Authors: Leon René Sütfeld,Flemming Brieger,Holger Finger,Sonja Füllhase,Gordon Pipa
ArXiv: 1806.10064
Document:
PDF
DOI
Abstract URL: http://arxiv.org/abs/1806.10064v1
The most widely used activation functions in current deep feed-forward neural
networks are rectified linear units (ReLU), and many alternatives have been
successfully applied, as well. However, none of the alternatives have managed
to consistently outperform the rest and there is no unified theory connecting
properties of the task and network with properties of activation functions for
most efficient training. A possible solution is to have the network learn its
preferred activation functions. In this work, we introduce Adaptive Blending
Units (ABUs), a trainable linear combination of a set of activation functions.

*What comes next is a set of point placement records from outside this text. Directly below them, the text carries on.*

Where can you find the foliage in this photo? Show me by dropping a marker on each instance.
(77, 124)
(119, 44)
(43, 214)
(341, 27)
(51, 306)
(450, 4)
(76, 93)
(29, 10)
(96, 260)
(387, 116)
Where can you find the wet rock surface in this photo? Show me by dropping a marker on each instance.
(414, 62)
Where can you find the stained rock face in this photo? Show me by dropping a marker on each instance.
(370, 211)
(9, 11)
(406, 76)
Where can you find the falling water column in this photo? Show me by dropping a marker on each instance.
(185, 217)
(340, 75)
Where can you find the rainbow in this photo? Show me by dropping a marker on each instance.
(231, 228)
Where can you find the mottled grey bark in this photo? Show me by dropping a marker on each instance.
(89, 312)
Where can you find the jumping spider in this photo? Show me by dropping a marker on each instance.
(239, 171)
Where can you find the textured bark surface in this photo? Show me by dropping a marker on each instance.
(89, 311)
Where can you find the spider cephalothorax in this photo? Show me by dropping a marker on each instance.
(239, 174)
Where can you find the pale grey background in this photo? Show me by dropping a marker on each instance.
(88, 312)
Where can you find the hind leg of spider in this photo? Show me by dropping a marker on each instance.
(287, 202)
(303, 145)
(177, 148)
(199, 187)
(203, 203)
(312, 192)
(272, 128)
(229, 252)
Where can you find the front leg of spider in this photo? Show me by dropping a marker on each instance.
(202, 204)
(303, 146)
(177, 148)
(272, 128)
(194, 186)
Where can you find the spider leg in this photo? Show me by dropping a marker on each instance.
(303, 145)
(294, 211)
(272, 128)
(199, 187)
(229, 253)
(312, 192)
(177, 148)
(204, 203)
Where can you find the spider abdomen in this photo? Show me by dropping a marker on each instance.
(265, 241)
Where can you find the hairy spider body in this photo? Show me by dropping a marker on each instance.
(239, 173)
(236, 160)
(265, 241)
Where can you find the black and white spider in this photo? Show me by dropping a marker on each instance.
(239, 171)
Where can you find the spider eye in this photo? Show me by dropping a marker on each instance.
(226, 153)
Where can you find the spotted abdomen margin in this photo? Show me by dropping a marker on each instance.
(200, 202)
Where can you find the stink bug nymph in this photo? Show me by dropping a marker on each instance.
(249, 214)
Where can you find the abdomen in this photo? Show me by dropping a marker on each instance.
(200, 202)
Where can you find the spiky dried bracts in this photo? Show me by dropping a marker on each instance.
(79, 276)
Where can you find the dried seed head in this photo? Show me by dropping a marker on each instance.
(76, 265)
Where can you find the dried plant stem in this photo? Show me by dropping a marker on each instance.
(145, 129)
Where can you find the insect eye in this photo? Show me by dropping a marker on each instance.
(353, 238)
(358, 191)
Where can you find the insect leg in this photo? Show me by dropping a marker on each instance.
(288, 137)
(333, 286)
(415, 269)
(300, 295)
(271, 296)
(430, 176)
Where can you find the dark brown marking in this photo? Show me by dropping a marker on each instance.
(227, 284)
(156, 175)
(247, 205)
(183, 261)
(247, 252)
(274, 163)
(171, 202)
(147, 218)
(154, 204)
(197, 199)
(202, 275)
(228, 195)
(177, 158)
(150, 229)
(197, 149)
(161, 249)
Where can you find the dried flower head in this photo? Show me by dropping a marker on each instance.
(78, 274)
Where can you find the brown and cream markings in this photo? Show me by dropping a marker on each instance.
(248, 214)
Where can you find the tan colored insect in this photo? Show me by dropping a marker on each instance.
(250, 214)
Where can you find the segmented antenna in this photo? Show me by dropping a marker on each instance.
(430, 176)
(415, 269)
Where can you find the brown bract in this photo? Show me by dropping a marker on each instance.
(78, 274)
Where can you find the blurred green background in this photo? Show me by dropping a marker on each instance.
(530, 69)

Since ABUs learn the shape, as well as the overall scaling of the activation
function, we also analyze the effects of adaptive scaling in common activation
functions. We experimentally demonstrate advantages of both adaptive scaling
and ABUs over common activation functions across a set of systematically varied
network specifications. We further show that adaptive scaling works by
mitigating covariate shifts during training, and that the observed advantages
in performance of ABUs likewise rely largely on the activation function's
ability to adapt over the course of training.